If you’ve already created competitive enablement for your new business sales team, rework them slightly to tailor them to the competitive use cases of your account management team. Then, make sure your renewal and upsell opportunities in your CRM have fields similar to those for new business opportunities so you can continuously measure the impact your competitive enablement has on upsell and retention metrics.

Measuring the impact of your product marketing efforts can help you shape future projects, launches, and share results with your key stakeholders.

When measuring your product marketing activities, be sure to cover a wide range of metrics from customer feedback to sales numbers to website activity. The more you measure, the more insight you have into the impact of your business.

Campaign performance

Content marketing and demand generation enjoy a much more direct line between their work and revenue-based results. Product marketers should leverage their superior knowledge of their product and industry to support these efforts whenever possible.

Product marketing-driven content

Supporting content production is one of the most simple, direct ways product marketers can influence revenue. Case studies, industry-focused thought leadership, and any content that focuses on your product should be created partially or entirely by product marketing.

Don’t let measurement of your efforts here end with usage. Track how your content progresses through the go-to-market funnel from usage to sales opportunity to marketing-attributed revenue.

Work with demand generation to ensure it’s promoted to the right audiences to maximize the impact.


When a campaign focuses on a complex product feature, industry trend, or is targeted at a new, less-understood market, input from product marketing can be invaluable.

Work closely with demand generation to A/B test messaging/copy in display ads, campaign emails, and website/landing pages. This provides the dual benefit of being a quantifiable, revenue-based activity and allows for product marketing to receive quantifiable feedback on their messaging.

Any of the points above can highlight product marketing’s performance, but it’s important to be patient before rushing to conclusions. It takes much longer for these metrics to paint a picture of product marketing performance than it does for a pipeline to paint one.

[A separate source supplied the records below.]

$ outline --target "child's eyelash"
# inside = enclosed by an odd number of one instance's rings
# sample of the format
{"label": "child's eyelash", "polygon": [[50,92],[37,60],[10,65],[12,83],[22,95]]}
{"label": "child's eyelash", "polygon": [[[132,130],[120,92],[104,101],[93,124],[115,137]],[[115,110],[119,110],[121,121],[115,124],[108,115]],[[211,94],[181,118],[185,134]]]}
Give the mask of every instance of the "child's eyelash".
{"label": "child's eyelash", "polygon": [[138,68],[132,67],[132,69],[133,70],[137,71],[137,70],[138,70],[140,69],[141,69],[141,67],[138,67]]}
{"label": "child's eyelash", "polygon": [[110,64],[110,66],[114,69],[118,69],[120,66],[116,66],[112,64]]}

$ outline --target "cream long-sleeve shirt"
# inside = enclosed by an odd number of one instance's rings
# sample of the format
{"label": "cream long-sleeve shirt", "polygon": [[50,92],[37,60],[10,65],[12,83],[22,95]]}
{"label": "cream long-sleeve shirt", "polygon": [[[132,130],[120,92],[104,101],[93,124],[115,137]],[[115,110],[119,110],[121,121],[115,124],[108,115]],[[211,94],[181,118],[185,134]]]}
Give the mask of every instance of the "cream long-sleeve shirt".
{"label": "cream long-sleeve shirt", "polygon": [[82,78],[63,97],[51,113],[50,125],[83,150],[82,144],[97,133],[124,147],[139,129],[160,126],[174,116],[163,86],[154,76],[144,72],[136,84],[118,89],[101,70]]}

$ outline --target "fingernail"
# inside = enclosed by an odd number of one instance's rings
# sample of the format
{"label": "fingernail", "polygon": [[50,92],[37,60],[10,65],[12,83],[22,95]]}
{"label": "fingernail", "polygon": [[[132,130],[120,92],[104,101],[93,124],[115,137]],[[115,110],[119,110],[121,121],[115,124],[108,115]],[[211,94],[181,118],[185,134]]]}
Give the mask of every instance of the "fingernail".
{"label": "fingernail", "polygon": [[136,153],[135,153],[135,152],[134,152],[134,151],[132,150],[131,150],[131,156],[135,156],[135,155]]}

More often than not, product marketing is a marathon while the organization runs in sprints. Measure what matters, and don’t rush to conclusions.

The nebulous goals and outcomes of product marketing teams can be sharpened by taking a revenue-minded approach to every input.

Ultimately, product marketing is one of the most cross-functional teams in every organization. Understand and proactively measure the revenue-based impact of your work with every team, and the difficulty in measuring the value of your work will dissipate.